Art. 8.º - 1. O Instituto de Reorganização Agrária entra imediatamente na posse das áreas nacionalizadas, independentemente de prévia fixação e pagamento das indemnizações devidas, com as limitações decorrentes dos números seguintes.
2. Os proprietários, arrendatários ou quaisquer outros empresários agrícolas afectados pelas medidas de nacionalização conservarão todos os poderes necessários à realização das operações agrícolas, de colheita, conservação, maneio de gado e outras necessárias ao bom aproveitamento da terra até ao termo da presente época agrícola, devendo assegurar os níveis normais de produtividade, de harmonia com as técnicas e usos socialmente aceites.

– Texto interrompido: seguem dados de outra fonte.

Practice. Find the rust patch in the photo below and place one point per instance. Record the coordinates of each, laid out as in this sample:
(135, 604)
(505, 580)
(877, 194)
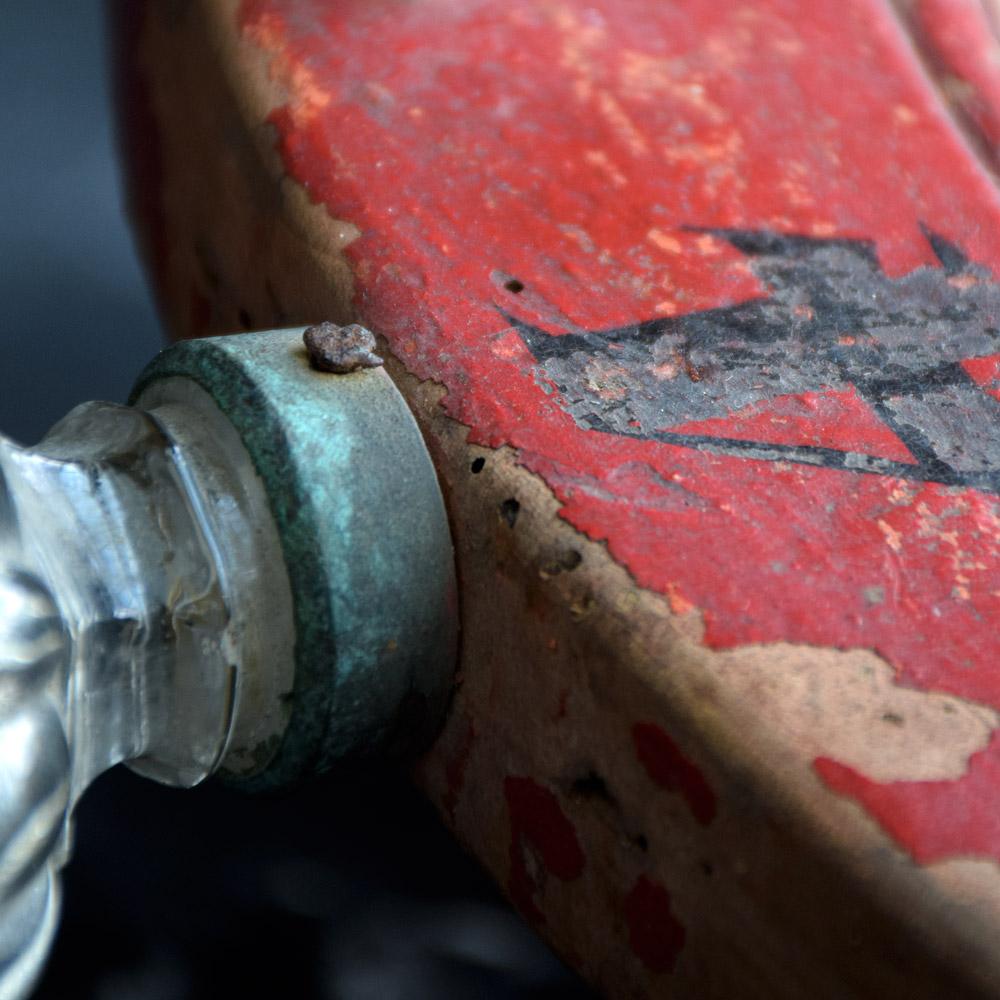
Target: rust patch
(542, 840)
(340, 349)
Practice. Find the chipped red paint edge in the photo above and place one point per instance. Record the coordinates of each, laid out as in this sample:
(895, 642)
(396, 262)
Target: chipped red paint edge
(474, 142)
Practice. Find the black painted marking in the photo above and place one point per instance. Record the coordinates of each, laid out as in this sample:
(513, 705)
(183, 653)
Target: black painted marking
(833, 319)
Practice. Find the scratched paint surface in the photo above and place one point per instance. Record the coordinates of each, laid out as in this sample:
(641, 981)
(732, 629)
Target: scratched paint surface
(574, 168)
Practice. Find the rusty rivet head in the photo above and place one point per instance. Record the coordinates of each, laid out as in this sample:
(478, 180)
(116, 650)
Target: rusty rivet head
(340, 349)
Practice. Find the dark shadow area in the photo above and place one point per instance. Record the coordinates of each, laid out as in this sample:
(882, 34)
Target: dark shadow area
(348, 888)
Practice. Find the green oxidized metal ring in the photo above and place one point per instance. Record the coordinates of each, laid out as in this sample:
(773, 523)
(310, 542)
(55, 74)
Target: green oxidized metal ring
(364, 534)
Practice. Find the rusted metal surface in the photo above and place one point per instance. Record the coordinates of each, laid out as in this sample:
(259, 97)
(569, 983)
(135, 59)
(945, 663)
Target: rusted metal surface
(696, 304)
(340, 349)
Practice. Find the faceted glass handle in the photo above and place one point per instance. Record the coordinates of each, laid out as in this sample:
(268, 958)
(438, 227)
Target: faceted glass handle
(249, 570)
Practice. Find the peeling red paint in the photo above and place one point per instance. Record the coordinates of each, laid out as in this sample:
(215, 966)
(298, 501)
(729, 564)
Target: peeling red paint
(539, 831)
(911, 811)
(670, 769)
(422, 125)
(656, 936)
(831, 419)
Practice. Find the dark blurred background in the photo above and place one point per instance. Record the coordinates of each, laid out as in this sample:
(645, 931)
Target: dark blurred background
(348, 888)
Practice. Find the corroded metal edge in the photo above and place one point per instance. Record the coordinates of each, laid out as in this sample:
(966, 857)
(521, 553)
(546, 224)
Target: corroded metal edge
(365, 540)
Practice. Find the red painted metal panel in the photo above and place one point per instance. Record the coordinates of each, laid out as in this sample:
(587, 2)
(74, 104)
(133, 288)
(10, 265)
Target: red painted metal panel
(631, 175)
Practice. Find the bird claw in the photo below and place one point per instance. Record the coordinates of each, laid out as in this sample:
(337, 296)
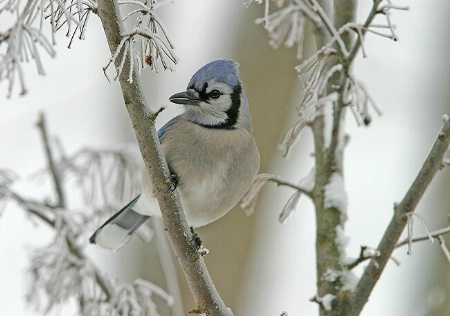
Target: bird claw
(173, 183)
(196, 238)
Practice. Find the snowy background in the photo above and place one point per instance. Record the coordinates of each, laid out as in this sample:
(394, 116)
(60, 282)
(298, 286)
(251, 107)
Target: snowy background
(259, 266)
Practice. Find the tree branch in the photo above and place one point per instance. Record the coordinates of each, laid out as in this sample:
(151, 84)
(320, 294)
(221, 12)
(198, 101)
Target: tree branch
(398, 222)
(35, 208)
(56, 175)
(354, 50)
(432, 234)
(202, 287)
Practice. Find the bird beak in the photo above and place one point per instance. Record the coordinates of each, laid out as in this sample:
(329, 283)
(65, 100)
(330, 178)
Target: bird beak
(185, 97)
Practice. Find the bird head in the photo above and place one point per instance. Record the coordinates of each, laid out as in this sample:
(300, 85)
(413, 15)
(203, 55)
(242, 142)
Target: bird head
(214, 97)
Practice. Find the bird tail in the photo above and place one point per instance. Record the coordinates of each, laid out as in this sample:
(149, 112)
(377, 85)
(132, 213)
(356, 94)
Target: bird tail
(119, 229)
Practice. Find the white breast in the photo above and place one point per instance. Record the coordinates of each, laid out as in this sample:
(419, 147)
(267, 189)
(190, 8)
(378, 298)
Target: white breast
(215, 168)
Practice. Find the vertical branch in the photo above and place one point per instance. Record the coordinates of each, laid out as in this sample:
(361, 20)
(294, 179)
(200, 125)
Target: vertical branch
(330, 218)
(398, 222)
(205, 294)
(56, 175)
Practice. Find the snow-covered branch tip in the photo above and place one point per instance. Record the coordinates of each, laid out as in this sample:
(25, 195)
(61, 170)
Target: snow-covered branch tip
(304, 187)
(137, 299)
(26, 39)
(147, 45)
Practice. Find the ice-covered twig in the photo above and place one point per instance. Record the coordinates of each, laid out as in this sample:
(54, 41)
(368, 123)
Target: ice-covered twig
(368, 26)
(56, 174)
(153, 48)
(249, 200)
(364, 254)
(444, 247)
(429, 235)
(25, 40)
(336, 36)
(393, 232)
(410, 225)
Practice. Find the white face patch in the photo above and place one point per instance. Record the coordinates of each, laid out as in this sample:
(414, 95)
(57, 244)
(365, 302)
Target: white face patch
(212, 111)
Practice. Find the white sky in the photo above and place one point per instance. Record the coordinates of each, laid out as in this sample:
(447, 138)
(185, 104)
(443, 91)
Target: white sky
(381, 161)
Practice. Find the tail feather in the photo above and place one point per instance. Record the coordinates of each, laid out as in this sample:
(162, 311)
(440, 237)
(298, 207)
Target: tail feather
(119, 229)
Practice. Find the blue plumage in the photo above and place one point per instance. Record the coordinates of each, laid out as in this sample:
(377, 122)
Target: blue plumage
(224, 71)
(210, 150)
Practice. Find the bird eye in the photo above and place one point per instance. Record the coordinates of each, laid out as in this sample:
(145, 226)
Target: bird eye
(215, 94)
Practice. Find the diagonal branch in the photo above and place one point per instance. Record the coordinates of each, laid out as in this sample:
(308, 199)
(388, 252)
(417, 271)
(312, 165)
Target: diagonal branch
(398, 222)
(38, 210)
(205, 294)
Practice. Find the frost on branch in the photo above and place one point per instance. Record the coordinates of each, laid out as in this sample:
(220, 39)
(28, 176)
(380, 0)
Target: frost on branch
(26, 39)
(136, 299)
(287, 24)
(305, 186)
(147, 45)
(55, 274)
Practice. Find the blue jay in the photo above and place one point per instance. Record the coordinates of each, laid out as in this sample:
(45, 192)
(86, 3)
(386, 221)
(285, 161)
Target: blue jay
(210, 151)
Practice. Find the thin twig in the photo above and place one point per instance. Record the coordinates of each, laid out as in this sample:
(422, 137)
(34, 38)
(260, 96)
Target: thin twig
(36, 209)
(433, 234)
(56, 175)
(409, 203)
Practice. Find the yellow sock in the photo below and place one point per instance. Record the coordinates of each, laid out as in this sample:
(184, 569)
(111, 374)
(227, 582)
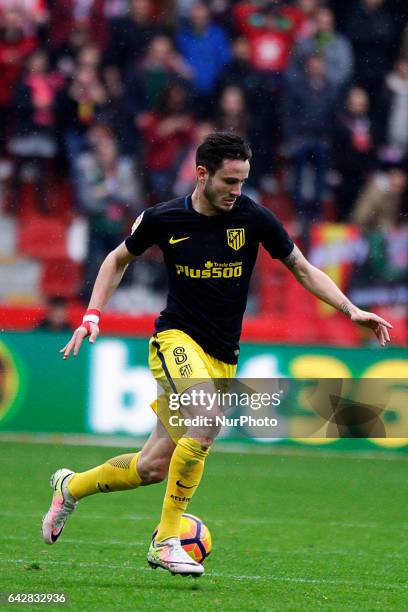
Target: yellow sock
(117, 474)
(185, 471)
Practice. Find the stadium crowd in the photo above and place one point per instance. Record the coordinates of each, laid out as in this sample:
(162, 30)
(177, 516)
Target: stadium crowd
(116, 94)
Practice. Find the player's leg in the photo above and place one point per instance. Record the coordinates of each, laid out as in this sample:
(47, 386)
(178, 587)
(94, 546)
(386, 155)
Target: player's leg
(128, 471)
(185, 473)
(170, 355)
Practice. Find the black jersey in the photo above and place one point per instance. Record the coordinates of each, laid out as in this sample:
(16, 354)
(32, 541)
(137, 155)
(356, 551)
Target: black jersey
(209, 262)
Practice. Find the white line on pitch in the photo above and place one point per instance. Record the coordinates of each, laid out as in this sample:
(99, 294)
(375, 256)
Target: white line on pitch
(356, 582)
(240, 521)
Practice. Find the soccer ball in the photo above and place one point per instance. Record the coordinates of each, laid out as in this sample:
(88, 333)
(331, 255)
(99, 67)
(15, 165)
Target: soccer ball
(195, 537)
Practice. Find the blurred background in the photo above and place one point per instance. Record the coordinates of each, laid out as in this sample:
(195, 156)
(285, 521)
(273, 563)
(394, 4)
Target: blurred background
(102, 104)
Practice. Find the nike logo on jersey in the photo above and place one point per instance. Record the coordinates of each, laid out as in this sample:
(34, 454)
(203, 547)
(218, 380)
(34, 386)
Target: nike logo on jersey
(176, 240)
(178, 483)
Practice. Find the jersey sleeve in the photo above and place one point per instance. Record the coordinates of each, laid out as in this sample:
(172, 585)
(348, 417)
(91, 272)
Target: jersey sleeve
(273, 235)
(143, 234)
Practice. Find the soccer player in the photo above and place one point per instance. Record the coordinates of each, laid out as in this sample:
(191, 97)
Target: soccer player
(209, 241)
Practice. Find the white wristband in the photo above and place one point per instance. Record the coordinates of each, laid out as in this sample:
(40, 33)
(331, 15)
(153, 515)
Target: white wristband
(90, 319)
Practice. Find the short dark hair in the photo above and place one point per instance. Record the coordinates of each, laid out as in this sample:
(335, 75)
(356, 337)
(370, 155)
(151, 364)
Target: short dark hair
(219, 146)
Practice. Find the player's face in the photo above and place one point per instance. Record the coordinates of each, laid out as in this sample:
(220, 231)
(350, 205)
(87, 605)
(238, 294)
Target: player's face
(223, 188)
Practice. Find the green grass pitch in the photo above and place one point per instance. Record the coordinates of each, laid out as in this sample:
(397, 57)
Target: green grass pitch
(308, 532)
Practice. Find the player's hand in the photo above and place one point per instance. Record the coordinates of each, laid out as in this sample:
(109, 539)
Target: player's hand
(372, 321)
(78, 336)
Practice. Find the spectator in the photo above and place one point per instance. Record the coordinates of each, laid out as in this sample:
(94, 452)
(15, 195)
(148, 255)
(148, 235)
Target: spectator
(34, 138)
(354, 153)
(15, 47)
(79, 106)
(167, 133)
(34, 13)
(307, 20)
(271, 29)
(307, 116)
(381, 200)
(232, 115)
(115, 112)
(65, 56)
(206, 48)
(131, 35)
(391, 114)
(67, 17)
(151, 75)
(56, 319)
(239, 71)
(335, 49)
(370, 30)
(108, 193)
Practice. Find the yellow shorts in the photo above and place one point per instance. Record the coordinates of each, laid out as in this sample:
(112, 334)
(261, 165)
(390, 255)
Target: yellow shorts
(177, 363)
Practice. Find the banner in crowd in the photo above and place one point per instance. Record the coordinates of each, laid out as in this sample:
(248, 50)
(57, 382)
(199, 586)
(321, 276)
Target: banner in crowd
(108, 387)
(370, 266)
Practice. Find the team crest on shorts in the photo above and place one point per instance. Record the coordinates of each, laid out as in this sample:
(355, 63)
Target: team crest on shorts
(137, 222)
(236, 238)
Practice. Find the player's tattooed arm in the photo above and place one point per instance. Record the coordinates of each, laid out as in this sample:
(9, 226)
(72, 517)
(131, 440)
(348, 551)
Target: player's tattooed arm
(321, 285)
(346, 308)
(296, 262)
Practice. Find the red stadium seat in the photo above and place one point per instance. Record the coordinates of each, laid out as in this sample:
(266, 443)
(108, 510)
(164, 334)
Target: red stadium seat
(43, 237)
(61, 277)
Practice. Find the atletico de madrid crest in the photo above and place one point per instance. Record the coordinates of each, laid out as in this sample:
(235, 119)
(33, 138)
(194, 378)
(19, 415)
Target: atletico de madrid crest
(236, 238)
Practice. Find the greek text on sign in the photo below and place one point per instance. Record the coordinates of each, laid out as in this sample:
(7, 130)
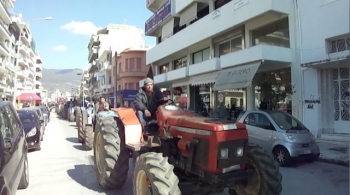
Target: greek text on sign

3. As práticas, por acção ou omissão, dolosas ou simplesmente negligentes, de proprietários, arrendatários e outros empresários agrícolas que afectem o bom aproveitamento da terra, infra-estruturas e equipamentos, ou conduzam à perda, diminuição ou destruição da produção, para além de outras sanções que por lei sejam aplicáveis, e da consequência prevista através da alínea c) do n.º 1 do artigo 3.º do presente diploma, importarão, segundo a gravidade, redução ou eliminação da indemnização a que houver lugar, em termos a definir no diploma que regular a fixação e modo de pagamento das indemnizações.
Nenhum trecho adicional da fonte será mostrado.